A decade or so ago, bestselling American journalist David Grann published a collection titled The Devil and Sherlock Holmes: Tales of Murder, Madness, and Obsession. It brought to light several unusual and compelling characters as well as stories, proving once again that fact was stranger than fiction. Once assumes Rick Geary would agree with that premise, given how a lot of his work prompts one to arrive at a similar conclusion.
Now 78 years old, the cartoonist and illustrator has often focused not just on interesting lives, but gory deaths. His first compilation, A Treasury of Victorian Murder (also NBM), looked at infamous names like Lizzie Borden and Jack the Ripper. This time, in A Treasury of XXth Century Murder Compendium II, he turns to dark things a little closer to our time, such as the Italian anarchists Nicola Sacco and Bartolomeo Vanzetti who were convicted of murder in 1920s America; the Hall–Mills murder case from that same decade involving priest Edward Wheeler Hall and member of his choir Eleanor Mills, with whom he was having an affair; the much-publicized unsolved murder of Elizabeth Short (known as the Black Dahlia) in 1947, and a whole lot more. (You can read the BF review of Compendium I here.)
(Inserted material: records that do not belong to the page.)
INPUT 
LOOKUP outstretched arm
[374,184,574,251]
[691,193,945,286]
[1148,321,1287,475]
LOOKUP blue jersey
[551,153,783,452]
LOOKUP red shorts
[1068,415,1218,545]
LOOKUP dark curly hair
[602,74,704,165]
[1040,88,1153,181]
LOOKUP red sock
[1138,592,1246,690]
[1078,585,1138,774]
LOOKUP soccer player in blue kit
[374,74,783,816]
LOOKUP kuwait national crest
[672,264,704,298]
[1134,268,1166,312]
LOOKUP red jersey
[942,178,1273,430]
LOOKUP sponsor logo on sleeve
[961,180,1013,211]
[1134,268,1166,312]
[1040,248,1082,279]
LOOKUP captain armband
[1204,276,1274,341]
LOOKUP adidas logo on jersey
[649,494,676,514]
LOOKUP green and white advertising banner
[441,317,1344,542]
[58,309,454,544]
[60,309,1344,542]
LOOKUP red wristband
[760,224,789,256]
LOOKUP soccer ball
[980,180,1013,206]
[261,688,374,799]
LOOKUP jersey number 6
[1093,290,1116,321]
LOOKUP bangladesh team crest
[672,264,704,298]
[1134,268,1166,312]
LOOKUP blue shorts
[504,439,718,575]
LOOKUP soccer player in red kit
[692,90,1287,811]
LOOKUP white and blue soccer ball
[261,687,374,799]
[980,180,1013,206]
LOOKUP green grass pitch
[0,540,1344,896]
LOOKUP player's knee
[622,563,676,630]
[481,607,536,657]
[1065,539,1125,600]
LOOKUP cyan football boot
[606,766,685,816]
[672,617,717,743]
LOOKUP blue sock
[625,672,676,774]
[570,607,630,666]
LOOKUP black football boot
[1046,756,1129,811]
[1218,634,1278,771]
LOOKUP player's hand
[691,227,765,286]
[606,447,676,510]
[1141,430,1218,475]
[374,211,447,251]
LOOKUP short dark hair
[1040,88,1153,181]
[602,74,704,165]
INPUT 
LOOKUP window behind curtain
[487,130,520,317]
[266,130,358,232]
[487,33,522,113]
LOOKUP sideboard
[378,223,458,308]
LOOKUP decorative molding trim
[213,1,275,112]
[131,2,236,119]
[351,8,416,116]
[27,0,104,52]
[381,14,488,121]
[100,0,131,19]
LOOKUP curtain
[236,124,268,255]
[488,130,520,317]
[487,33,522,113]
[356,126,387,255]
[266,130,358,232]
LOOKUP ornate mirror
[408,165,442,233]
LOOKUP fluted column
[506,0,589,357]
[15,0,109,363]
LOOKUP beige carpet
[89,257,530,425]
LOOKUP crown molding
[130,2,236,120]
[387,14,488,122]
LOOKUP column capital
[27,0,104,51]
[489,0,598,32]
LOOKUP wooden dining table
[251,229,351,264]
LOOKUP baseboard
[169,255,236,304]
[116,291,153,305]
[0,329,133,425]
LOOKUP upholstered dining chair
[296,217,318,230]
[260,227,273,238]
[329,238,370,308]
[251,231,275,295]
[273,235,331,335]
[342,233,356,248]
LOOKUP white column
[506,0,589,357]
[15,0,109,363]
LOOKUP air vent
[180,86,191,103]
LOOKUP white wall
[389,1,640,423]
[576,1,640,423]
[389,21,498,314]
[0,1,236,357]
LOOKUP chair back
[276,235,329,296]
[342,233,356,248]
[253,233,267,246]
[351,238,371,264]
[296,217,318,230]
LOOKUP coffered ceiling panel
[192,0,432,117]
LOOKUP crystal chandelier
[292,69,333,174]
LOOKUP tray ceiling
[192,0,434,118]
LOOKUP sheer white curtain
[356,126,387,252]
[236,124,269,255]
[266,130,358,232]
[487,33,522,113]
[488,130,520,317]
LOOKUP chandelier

A year or so ago, experts in law and journalism at The University of North Carolina at Chapel Hill published a paper examining why so many of us are fascinated by true crime. They claimed that people were drawn to these sensational stories by multiple things, from curiosity about what motivated the criminals, to concerns about justice and the legal system, coupled with the age-old thrill of solving a real-life whodunnit. It helps makes sense of why so much in popular culture—from trade paperbacks to YouTube channels and seemingly endless shows commissioned by streaming services—continue to obsess over every little detail surrounding an unnatural death.
Geary certainly has an interesting approach to scratching this universal itch. He has a characteristic style that pays homage to artists like Edward Gorey, with a straightforward hatching technique that leaves little room for nuance. This forces his characters to drive much of the action, with faces and dialogue doing all the heavy lifting to create atmosphere or setting. His comforting style is also at odds with the material, making it seem as if one is settling in with an old-fashioned comic book that just happens to be about human depravity. It certainly works and helps explain why the series has been so popular.
There is also a lot of work that goes into recreating these stories, despite how deceptively simple the illustrations may sometimes appear. Geary puts together a lot of background information in a succinct manner, offers helpful bibliographies wherever possible, sticks to straightforward depictions of events, and adds extended coverage of court proceedings. What one gets, in the bargain, is a great mystery examined via multiple perspectives.
All said and done, collections like A Treasury of XXth Century Murder Compendium II offer almost everything one could want in a comic book. Geary has a winning formula and sees no reason to mess with it. He’s right about that.